Flush with capital and under new leadership, Luckin now operates about 13,300 stores, with all but a handful located in China. That is roughly double Starbucks’s 6,800 locations in the country. To fuel its growth, Luckin has tapped rapid delivery services, mobile payment options and offerings such as a cheese-flavored latte that has been a hit with Chinese taste buds.

 

Seattle-based Starbucks, the world’s largest coffee chain, for decades has counted expansion in the world’s second-most-populous nation among its top priorities.
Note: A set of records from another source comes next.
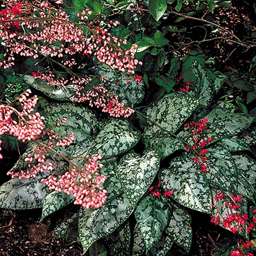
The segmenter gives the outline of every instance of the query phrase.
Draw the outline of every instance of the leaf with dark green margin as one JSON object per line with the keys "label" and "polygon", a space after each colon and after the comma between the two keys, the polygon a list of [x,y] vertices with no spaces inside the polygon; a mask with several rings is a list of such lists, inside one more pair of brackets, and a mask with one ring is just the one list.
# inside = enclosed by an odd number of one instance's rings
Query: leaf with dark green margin
{"label": "leaf with dark green margin", "polygon": [[238,193],[256,203],[256,161],[245,154],[233,156],[239,178]]}
{"label": "leaf with dark green margin", "polygon": [[210,213],[211,191],[199,170],[198,164],[185,155],[172,159],[169,167],[163,169],[159,177],[165,190],[173,190],[174,200],[191,209]]}
{"label": "leaf with dark green margin", "polygon": [[[74,132],[75,143],[96,134],[98,121],[95,114],[90,109],[78,107],[71,103],[53,103],[44,109],[46,114],[45,123],[58,134],[67,135]],[[67,118],[65,123],[61,123],[58,127],[57,121],[63,117]]]}
{"label": "leaf with dark green margin", "polygon": [[173,242],[168,237],[163,236],[161,241],[158,242],[151,249],[150,256],[167,256],[173,244]]}
{"label": "leaf with dark green margin", "polygon": [[117,177],[124,192],[134,206],[147,191],[159,169],[158,153],[152,150],[141,157],[128,153],[120,160]]}
{"label": "leaf with dark green margin", "polygon": [[29,179],[15,178],[4,183],[0,187],[0,207],[22,210],[42,207],[43,200],[50,191],[41,180],[50,173],[45,172]]}
{"label": "leaf with dark green margin", "polygon": [[185,210],[173,205],[170,222],[166,232],[172,240],[188,253],[192,242],[191,217]]}
{"label": "leaf with dark green margin", "polygon": [[71,203],[75,199],[72,194],[68,196],[63,192],[53,191],[44,199],[41,219]]}
{"label": "leaf with dark green margin", "polygon": [[206,117],[208,124],[204,133],[213,142],[233,137],[249,127],[254,121],[249,115],[234,113],[226,109],[214,109]]}
{"label": "leaf with dark green margin", "polygon": [[199,103],[196,99],[174,94],[170,94],[168,97],[151,103],[145,109],[145,115],[156,124],[149,123],[150,125],[145,128],[143,136],[154,135],[160,129],[159,127],[174,133]]}
{"label": "leaf with dark green margin", "polygon": [[145,244],[140,230],[136,223],[133,231],[132,256],[141,256],[145,252]]}
{"label": "leaf with dark green margin", "polygon": [[105,239],[109,256],[130,256],[131,230],[128,222],[119,231],[115,231]]}
{"label": "leaf with dark green margin", "polygon": [[193,89],[189,91],[189,95],[200,99],[202,105],[209,106],[212,101],[215,92],[213,81],[198,61],[193,60],[192,65],[192,70],[196,80]]}
{"label": "leaf with dark green margin", "polygon": [[145,244],[146,254],[161,239],[167,225],[168,208],[164,210],[165,203],[149,195],[139,204],[135,212],[138,226]]}
{"label": "leaf with dark green margin", "polygon": [[64,238],[70,243],[79,241],[78,210],[76,206],[72,206],[59,217],[53,230],[54,237]]}
{"label": "leaf with dark green margin", "polygon": [[75,93],[71,84],[65,86],[48,84],[44,80],[35,79],[33,76],[29,75],[25,75],[23,79],[31,87],[57,101],[71,101],[72,96]]}
{"label": "leaf with dark green margin", "polygon": [[84,252],[100,238],[111,234],[129,218],[134,209],[124,194],[98,209],[81,208],[78,232]]}
{"label": "leaf with dark green margin", "polygon": [[131,74],[119,72],[102,63],[96,65],[95,71],[104,76],[107,81],[104,87],[117,95],[120,101],[132,107],[143,99],[145,92],[143,80],[139,83]]}
{"label": "leaf with dark green margin", "polygon": [[220,144],[230,152],[236,152],[243,150],[251,151],[249,147],[240,139],[226,138],[219,141]]}
{"label": "leaf with dark green margin", "polygon": [[91,146],[90,153],[99,154],[103,158],[109,158],[133,148],[140,138],[127,120],[112,119],[98,134]]}
{"label": "leaf with dark green margin", "polygon": [[149,2],[148,9],[157,21],[163,15],[167,8],[165,0],[150,0]]}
Former CEO Howard Schultz has said China represents one of Starbucks’s biggest opportunities for growth—although it is a complicated place to do business. China is now Starbucks’s second- largest market by stores and revenue after the U.S.

 

Traditionally a tea-drinking society, China consumes little coffee compared with many other countries, but Chinese demand is growing, companies say. Analysts expect China to become the world’s largest consumer market in the next several years. Big Western brands selling to Chinese consumers face rising competition from local brands, as consumers begin to show a preference for them.

 

Starbucks sales in China are growing, the company said, along with competition from Chinese rivals. Luckin declined to comment.

 

Kiki Pang, a Guangdongbased marketing executive, drinks coffee about twice a week. She often orders a Luckin latte for delivery to her office in the afternoon while working, and pays through the WeChat app.

 

“Starbucks used to be quite popular among young Chinese consumers,” said Pang, 26. “Now that young people in China have more beverage options, the dynamics have changed.”

 

Starbucks sought to establish a first-mover advantage after opening its first cafe in China in 1999. Schultz personally cultivated relationships in the country. The chain branched out from the country’s largest cities into smaller ones, building hundreds of new stores a year in the country and catering to coffee drinkers looking to linger in cafes.

 

The pandemic badly hurt Starbucks’s Chinese business, with its same-store sales in the country falling 17% in its 2020 fiscal year compared with 2019. Now, many Chinese consumers are continuing belt-tightening habits formed during the pandemic.

 

Starbucks executives have remained steadfast on China. The company said in November that it aims to add around 1,000 stores in China a year, growing to 9,000 by 2025. Executives said China would one day become Starbucks’s largest market. “I am very confident that is only the beginning,” Starbucks China Co-CEO Belinda Wong said at the November investor event.